Updated: Dec 30, 2020
MAKING BREAD REQUIRES SOME SERIOUS PATIENCE - a personality trait I apparently missed out on. As you may recall, automatic bread-makers were quite popular twenty-five years ago. My wife at the time thought I would be the perfect candidate to operate one hoping for endless loaves of fresh bread for the family.
It didn't happen.
Right from the beginning I had trouble measuring ingredients; it also seemed the packets of yeast were not in the mood to multiply. I also recall odd noises the bread maker made while it struggled at prepping the dough. My little viewing window was permanently fogged from the steam the machine created. The manufacturer warned against disrupting the various cycle settings and added a locking feature for the lid. I was never able to get around that darn lock, or the many mishaps I encountered.
This briefly conveys my attempts at trying to make bread which led to my decision to hide the bread machine in the bottom of the kitchen pantry. Forever.
The yeasty aroma that fills a house as bread bakes is a memory I savor, and is still the lure for me today. With that single thought, I headed to my grocery store hoping that I could find frozen bread dough. Why not? They had a 3-pack of freezer dough for $3.79. I quickly calculated that this would put me at a unit cost of around $1.25 a loaf.
This newer approach and price appealed to me.
I found an old metal bread pan buried in my lower cupboard. I washed it to be safe and liberally coated it in vegetable oil spray and placed the frozen dough block in the center of the pan, covering it with a clear plastic wrap.
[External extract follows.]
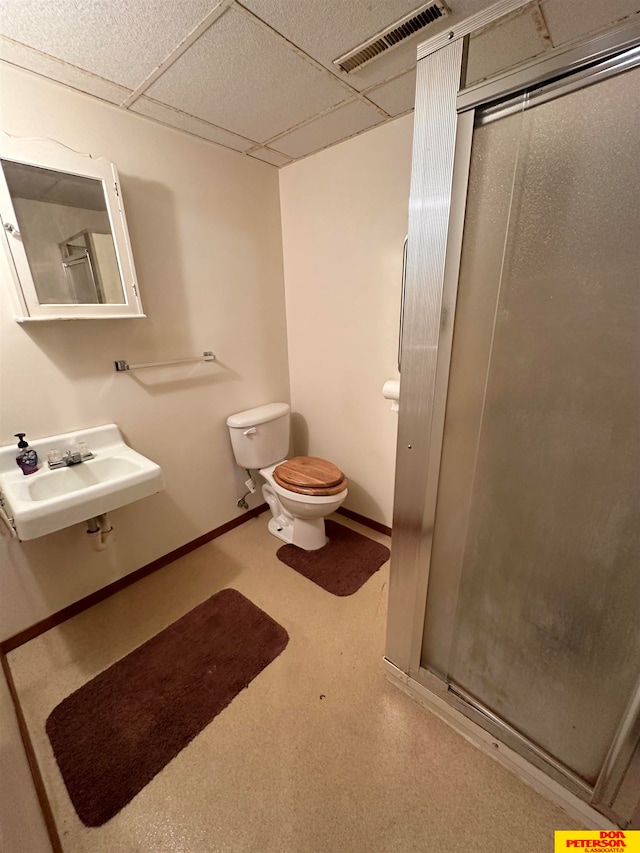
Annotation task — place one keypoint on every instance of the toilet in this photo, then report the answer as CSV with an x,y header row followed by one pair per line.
x,y
301,491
How simple was this going to be.
The directions indicated that an 8 to 10-hour proofing was required. That was a bit of a disappointment, but I decided I would patiently wait the night and bake the bread in the morning during coffee. I retired upstairs to my bedroom to read and sleep.
The next morning, with eager anticipation, I bounded down my stairs to find the perfect proofed dough, an appearance I had only dreamed about. I carefully removed the plastic wrap and gently placed the pan in a 350 F preheated oven for 25-minutes.
My finished loaf (shown above) was lightly browned. I was in disbelief that I created such a masterpiece.
I proceeded to shake and pat the pan to release the prize. The tender composition of the delicate bread was its demise. Several pieces fell in a heap on my cutting board.
What a sad ending. I came so close.
Do you think this is the reason bakers dust their pans with corn meal?
Undeterred, I decided that a bread pudding was what the doctor ordered and this recipe produced one of the best I have made.
Bob’s Bread Pudding
2 cups of counter dried bread, torn and cubed
2 medium eggs
2/3 cup of favorite milk (skim)
3 TBS. brown sugar
2 TBS. melted butter
½ teaspoon cinnamon
¼ teaspoon nutmeg
½ teaspoon of vanilla
handful of raisins
Preheat the oven to 350 F. Place the bread pieces in a buttered baking dish.
Whisk together all the other ingredients in a separate bowl, add the raisins, and pour over the bread and let the liquid soak in for a few minutes.
Bake for 35 minutes. Let cool a bit and serve with a dollop of Cool Whip, or a splash of bourbon.